I am more on the “no” side. With “The Sixth Sense,” I was captivated with the middle part as it was playing out in its own “real time.” The end was a cherry on top, and the general mechanics of this are simple. The story I thought it was, remained consistent with the parameters I was first given. Peele does not do this. He keeps changing “the base of the house” as we call it in Creative Writing 101. For those of you who never signed up for one of these, the universal “rule” or “truth” is that with fiction (or film) you can invent any world with any rules you like. However, you can not change the “rules” halfway-in to make your plot move forward. It cheats the reader or viewer, and there really aren’t any exceptions. The thing that often makes a piece move successfully, and retain viewer or reader interest, is sticking the protagonist in a metaphorical “box,” and seeing him or her work a way out of it…inevitably leading to another box until the climax. To continue this old metaphor, we confirm here that the box changes. The world containing it can’t.
Example. You can’t have a character terrorizing a family in a work of realistic crime drama, and then when our “clever antagonist” is about to be defeated, offer him magical powers. That is as “illegal” and as transparently bad as saying at the end, “It was all a dream.”

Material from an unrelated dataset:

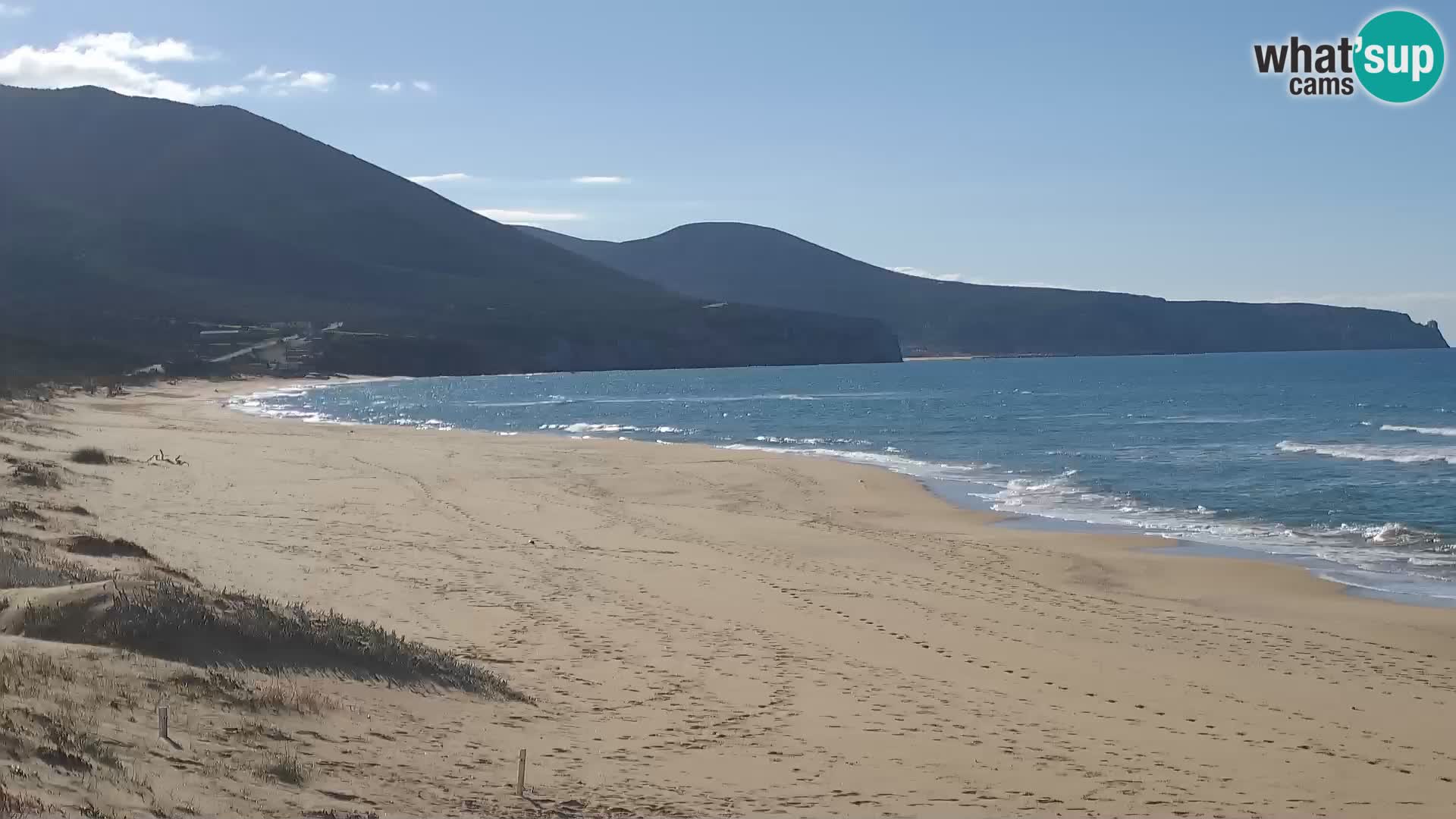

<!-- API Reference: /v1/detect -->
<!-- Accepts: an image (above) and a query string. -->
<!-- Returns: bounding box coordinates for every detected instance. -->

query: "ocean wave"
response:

In “Us,” the viewer gets caught up in multiple bases of houses. First it is a one on one fear film. Then family on family, so far, ok, yet all too soon it turns into the idea that ALL the families suddenly have doubles, lessening the credibility and intensity of the initial players. If it happens to everyone, the family we have been sitting with is just one of the many. Plus, the other family we zone in on isn’t nearly as interesting, and so now we have a “zombie” template, where everything is just ugly target practice. Sure, there are still cool bloody kill shots and those jack in the box jumps and starts, but I started with intensive, psychological one on one, and broadened to dumb-ass mass monster stuff. In other words, the middle wasn’t scary.

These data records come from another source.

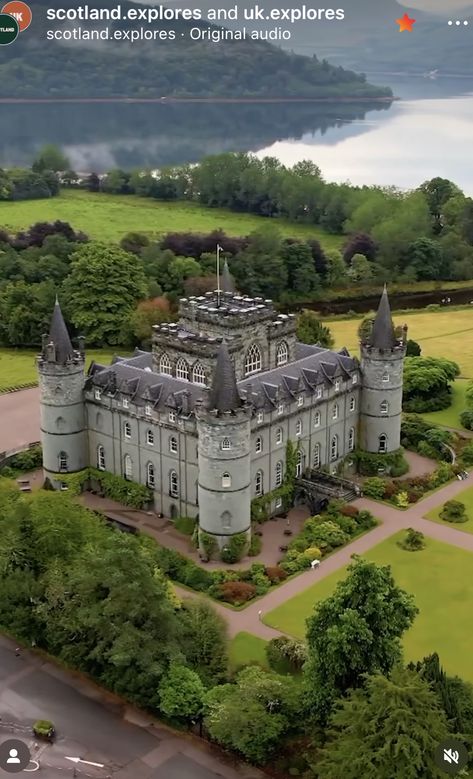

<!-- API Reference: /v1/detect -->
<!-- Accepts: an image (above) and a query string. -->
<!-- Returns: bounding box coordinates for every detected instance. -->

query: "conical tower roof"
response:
[208,341,242,411]
[49,297,74,363]
[370,284,396,349]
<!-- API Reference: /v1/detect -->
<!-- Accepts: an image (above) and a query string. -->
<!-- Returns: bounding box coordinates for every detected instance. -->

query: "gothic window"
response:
[176,357,189,381]
[276,341,288,365]
[124,454,133,479]
[146,463,156,487]
[59,452,69,471]
[348,427,355,452]
[330,435,338,460]
[159,354,172,376]
[97,446,105,471]
[169,471,179,498]
[276,461,282,487]
[245,344,261,376]
[192,362,205,385]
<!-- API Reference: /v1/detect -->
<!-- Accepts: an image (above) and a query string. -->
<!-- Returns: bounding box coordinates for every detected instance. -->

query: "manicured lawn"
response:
[327,306,473,379]
[0,349,127,392]
[425,487,473,534]
[230,632,269,671]
[0,190,343,249]
[264,534,473,682]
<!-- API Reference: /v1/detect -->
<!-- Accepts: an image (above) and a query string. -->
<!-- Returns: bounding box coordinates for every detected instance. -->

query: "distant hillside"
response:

That being said, the ending, again, is majestic. It does explain the multiples of doubles, making the gestalt absolutely brilliant. Problem? The center of this thing, before the unmasking, was horribly slow, regular, nondescript, generic, and almost comically poor. If you give us a cupcake with awesome frosting, yet a body that is stale, many of us won’t even get to the glorious filling in the center. And those of us that do, will still have crumbs on our face and a bad aftertaste in our mouths.
That being said…I still can’t get that awesome ending out of my head, so very clever, that I wish I could have been brilliant enough to come up with it. Altogether, yes, I am torn, possibly for good reason, maybe for what many would consider trivial, but I must say in the end, bravo on this one. Can’t wait for Peele’s next project.